In its most simple form, the RTI takes the RCI’s observed difference score question (How likely is this difference score, if the true change was actually 0?) and extends it to the overall sequence of scores (How likely is this sequence of scores if the true linear trend was actually 0?).
The simplest function to use for a single person - whether computing the
RCI and/or RTI - is rti()
.
mac_rti <- rti(mac_height$obs, sdiff = .707)
#> More than two values provided, assuming they are evenly spaced in time.
Note that it gave us this message on screen:
"More than two values provided, assuming they are evenly spaced in time."
.
The function rti()
is meant to be simple, so it is not meant to be
used with uneven assessment spacing. Other methods allow more
flexibility at the cost of increase complexity.
The object mac_rti
is of the class reliableTrend
. It contains a lot
of information and can be viewed with print.reliableTrend()
(which is
also called by just the object name):
print(mac_rti)
#> $RCI
#> [1] 1.414427
#>
#> $RTI
#> [1] 2.151736
#>
#> $pd.RCI
#> [1] 0.9213817
#>
#> $pd.RTI
#> [1] 0.9842909
#>
#> $category.RTI
#> [1] "Reliable Increase"
#>
#> $category.RCI
#> [1] "Less than reliable"
#>
#> $sign.RTI
#> [1] "Increase"
#>
#> $sign.difference
#> [1] "Increase"
#>
#> $values
#> [1] 98 98 98 99 99 99
#>
#> $values.prepost
#> [1] 98 99
#>
#> $error_var
#> [1] 0.4999245
#>
#> $cutpoint
#> [1] 1.96
#>
#> $observed
#> [1] "obs_score"
#>
#> $scale_RCI
#> [1] 1.38572
#>
#> $rmaObj
#>
#> Fixed-Effects with Moderators Model (k = 6)
#>
#> I^2 (residual heterogeneity / unaccounted variability): 0.00%
#> H^2 (unaccounted variability / sampling variability): 0.34
#> R^2 (amount of heterogeneity accounted for): 71.43%
#>
#> Test for Residual Heterogeneity:
#> QE(df = 4) = 1.3718, p-val = 0.8491
#>
#> Test of Moderators (coefficient 2):
#> QM(df = 1) = 4.6300, p-val = 0.0314
#>
#> Model Results:
#>
#> estimate se zval pval ci.lb ci.ub
#> intrcpt 97.6000 0.4654 209.7101 <.0001 96.6878 98.5122 ***
#> time_linear 0.2571 0.1195 2.1517 0.0314 0.0229 0.4914 *
#>
#> ---
#> Signif. codes: 0 '***' 0.001 '**' 0.01 '*' 0.05 '.' 0.1 ' ' 1
An additional text summary can be found using summary()
.
summary(mac_rti)
#>
#> Reliable Trend Analysis:
#>
#> This sequence of 6 values has a Reliable Increase using the RTI.
#> The likelihood of an overall Increase in true score is 0.98429 using the RTI.
#>
#> A pre-post analysis would have a Less than reliable change using the RCI.
#> The likelihood of Increase given just the pre-post values is 0.92138.
So now we can clearly see that the RCI, by ignoring the interim measurements and using a strong cutoff, would not detect a reliable change but the RTI would.
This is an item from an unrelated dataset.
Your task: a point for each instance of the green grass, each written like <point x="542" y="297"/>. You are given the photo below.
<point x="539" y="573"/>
Note that the summary also tells us the probability of the result being in its most likely direction. It is not uncommon for large probabilities like 80-90% to be considered “Unreliable” due to the conservative Type I error approach of the RCI.
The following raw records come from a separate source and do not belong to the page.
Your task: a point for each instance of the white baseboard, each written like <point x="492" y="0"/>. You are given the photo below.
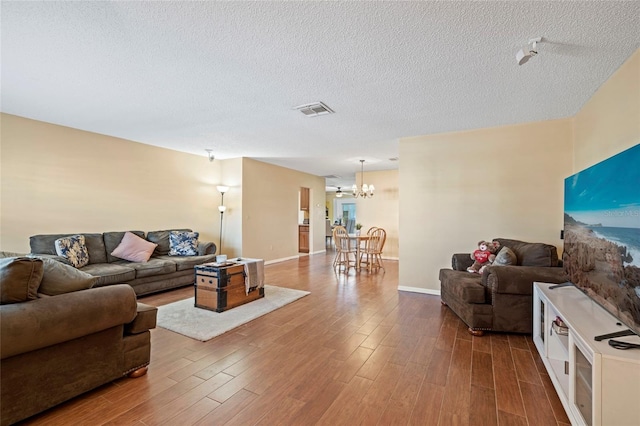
<point x="419" y="290"/>
<point x="283" y="259"/>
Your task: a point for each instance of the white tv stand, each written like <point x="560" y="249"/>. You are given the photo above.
<point x="597" y="384"/>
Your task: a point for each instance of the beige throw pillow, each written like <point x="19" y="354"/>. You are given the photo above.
<point x="134" y="248"/>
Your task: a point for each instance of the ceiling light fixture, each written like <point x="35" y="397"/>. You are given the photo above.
<point x="522" y="57"/>
<point x="365" y="191"/>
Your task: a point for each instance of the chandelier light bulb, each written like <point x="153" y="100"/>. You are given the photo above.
<point x="365" y="190"/>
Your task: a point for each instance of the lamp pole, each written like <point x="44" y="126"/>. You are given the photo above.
<point x="221" y="209"/>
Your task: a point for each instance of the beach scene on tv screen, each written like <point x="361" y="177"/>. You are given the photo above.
<point x="602" y="234"/>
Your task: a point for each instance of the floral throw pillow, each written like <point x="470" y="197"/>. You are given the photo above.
<point x="183" y="243"/>
<point x="73" y="249"/>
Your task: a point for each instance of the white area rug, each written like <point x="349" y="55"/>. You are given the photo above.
<point x="202" y="324"/>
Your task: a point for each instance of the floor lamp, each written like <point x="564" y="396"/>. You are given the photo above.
<point x="221" y="209"/>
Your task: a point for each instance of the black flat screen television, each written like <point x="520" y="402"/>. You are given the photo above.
<point x="602" y="234"/>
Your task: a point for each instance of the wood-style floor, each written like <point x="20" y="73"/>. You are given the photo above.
<point x="355" y="351"/>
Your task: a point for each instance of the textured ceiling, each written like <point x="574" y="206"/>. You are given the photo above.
<point x="226" y="75"/>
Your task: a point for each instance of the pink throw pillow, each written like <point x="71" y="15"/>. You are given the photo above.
<point x="134" y="248"/>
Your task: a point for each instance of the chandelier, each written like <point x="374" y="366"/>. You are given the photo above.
<point x="365" y="191"/>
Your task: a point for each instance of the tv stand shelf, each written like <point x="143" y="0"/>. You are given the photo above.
<point x="597" y="384"/>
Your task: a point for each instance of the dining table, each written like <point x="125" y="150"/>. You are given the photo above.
<point x="359" y="239"/>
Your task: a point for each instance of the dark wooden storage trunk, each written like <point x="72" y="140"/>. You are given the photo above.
<point x="220" y="288"/>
You might want to visualize this to see what it’s doing. Try
plot.reliableTrend()
(or just plot()
).
plot(mac_rti)
Notice that the trend line is going up, and the 95% CI for the RTI (shaded region) is more precise than the 95% CI for individual observations (error bars), which is what the RCI on its own relies on.
The output of plot.reliableTrend()
is a ggplot2
object, so you can
modify it in that ecosystem:
plot(mac_rti) +
ggplot2::labs(title = "Mac's height example",
y = "Height",
x = "Occasion") +
ggplot2::theme_dark()
More complete functions to analyze a complete data set are also provided
in the function documentation and an initial
vignette("Introduction_to_ReliableTrendIndex")
. Complete documentation
to come.
This package is licensed under the GNU Affero General Public License (AGPL) 3.